Abstract

Analysis of the contemporary postcolonial discourse in Israel reveals the dominance of research reporting the hybridity and ambivalent life experiences that are characteristic of borderlands. However, suggesting that these studies rely mainly on distanced textual representations, this article proposes an inductive approach that adheres to the experimental strength of anthropology and describes how ethnic subjects experience their selfhood and react to the discourse of hybridity. This project is based on a case study of The Boarding School for the Gifted Disadvantaged in Israel, a school for individuals termed Orientals (‘Mizrachim’), with the intention of re-educating them to integrate more fully into the Israeli national order. The main findings indicate that graduates of the boarding school use the therapeutic discourse when describing their selves, and reflexively reject the discourse of hybridity as put forward by postcolonial intellectuals in Israel.

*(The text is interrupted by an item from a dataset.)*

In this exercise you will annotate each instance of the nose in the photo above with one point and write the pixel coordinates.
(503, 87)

Based on these findings, I dwell on the (Spivakian) question as to can the subaltern speak hybridity. I offer four answers to this question, the main one of which stresses that in order to reach a complex understanding of a discourse we must clarify its relationships with the other discursive orders that are available to those subjects who employ it in their everyday lives (or what I call ‘when the hybrid meets the therapeutic’). I thus argue that therapeutic discourse, with its institutional dominance in everyday life, makes it difficult to adopt the discourse of hybridity, which offers an alternative identity to individuals in everyday life.